As parents we pledged ourselves early in our married life to the shaping of our children's future. We ourselves did not have all the opportunities of a good education, but we knew that our junior partners would not be deprived of the pursuit of excellence. So we planned early the kind of program our children would have: a Christian education in which the academic and the spiritual, the now and the hereafter, would be nurtured. Our children grew up with Christian education, sustained by a strong home base, and supported by a caring church. Even in preschool days, the family provided the kids with picture books, drawing pads, a chalkboard, and musical instruments to cultivate their talents. The Sabbath school provided an educational medium too. When our children entered high school, they were already translating and teaching Sabbath school lessons. In college we encouraged them to get involved in spiritual, scientific, physical, and social activities. We applauded their triumphs; we shared their defeats; we were there when they needed us, for whatever the reason.
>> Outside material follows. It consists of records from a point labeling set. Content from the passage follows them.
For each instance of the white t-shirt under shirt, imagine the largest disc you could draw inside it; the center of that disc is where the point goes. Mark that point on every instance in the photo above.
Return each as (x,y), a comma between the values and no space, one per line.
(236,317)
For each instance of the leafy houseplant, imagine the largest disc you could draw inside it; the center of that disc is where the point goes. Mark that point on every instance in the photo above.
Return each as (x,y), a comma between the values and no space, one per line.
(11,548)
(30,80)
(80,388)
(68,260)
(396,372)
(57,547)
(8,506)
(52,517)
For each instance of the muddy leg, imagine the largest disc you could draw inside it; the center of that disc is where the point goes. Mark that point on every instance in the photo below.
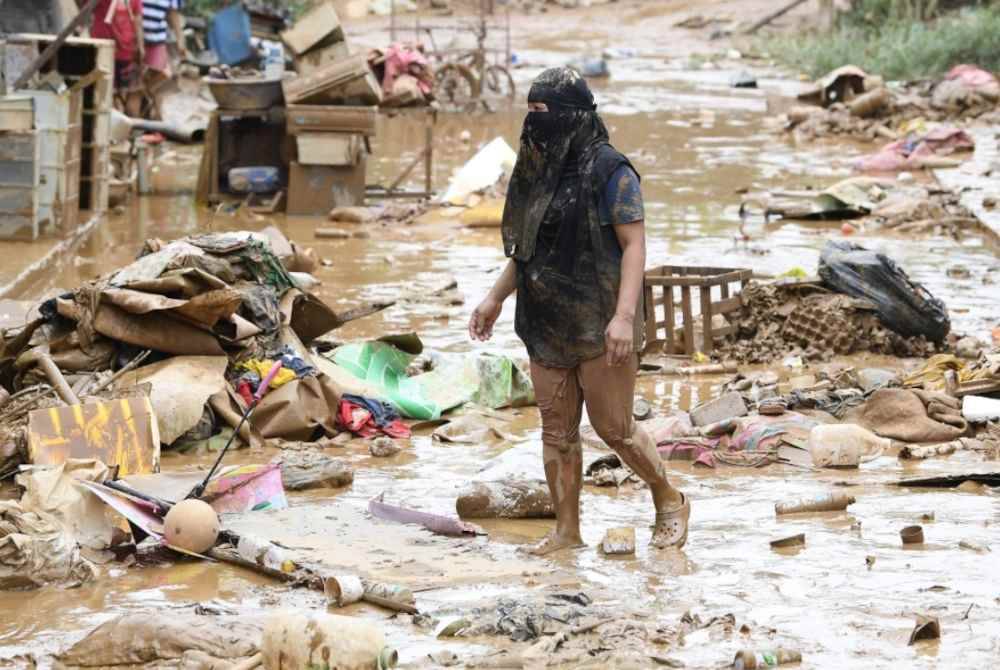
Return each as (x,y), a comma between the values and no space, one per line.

Christian education was costly, but worth everything we invested in it. It helped in the shaping of lives, in the molding of characters, in deciding for eternity. It helped us to experience the fulfillment of the promise made long ago: "Be nigh unto the Lord our God day and night, that he maintain the cause of his people ... at all times" (1 Kings 8:59).
The institution of the family, like the Sabbath, had its origin in Eden. Before sin ruptured relationships and brought in the thorn and the thistle, home arrived on the earthly scene as a divine gift. The gift is forever, and like the Sabbath, the family partnership will transcend the barriers of time and find itself rooted in eternity once again. The family is a holy partnership, and by God's grace it can be forever.
My wife and I have taken this concept seriously, and tried to build a home that could go into eternity. What we do with the home today will decide what it will be tomorrow and the day after. How our children reflect the values of Christian grace today will determine the contours of their development tomorrow: "The company they keep, the principles they adopt, the habits they form, will decide the question of their usefulness here and of their future destiny."3
1 Ellen G. White, The Desire of Ages (Mountain
View, Calif.: Pacific Press Pub. Assn., 1940), pp.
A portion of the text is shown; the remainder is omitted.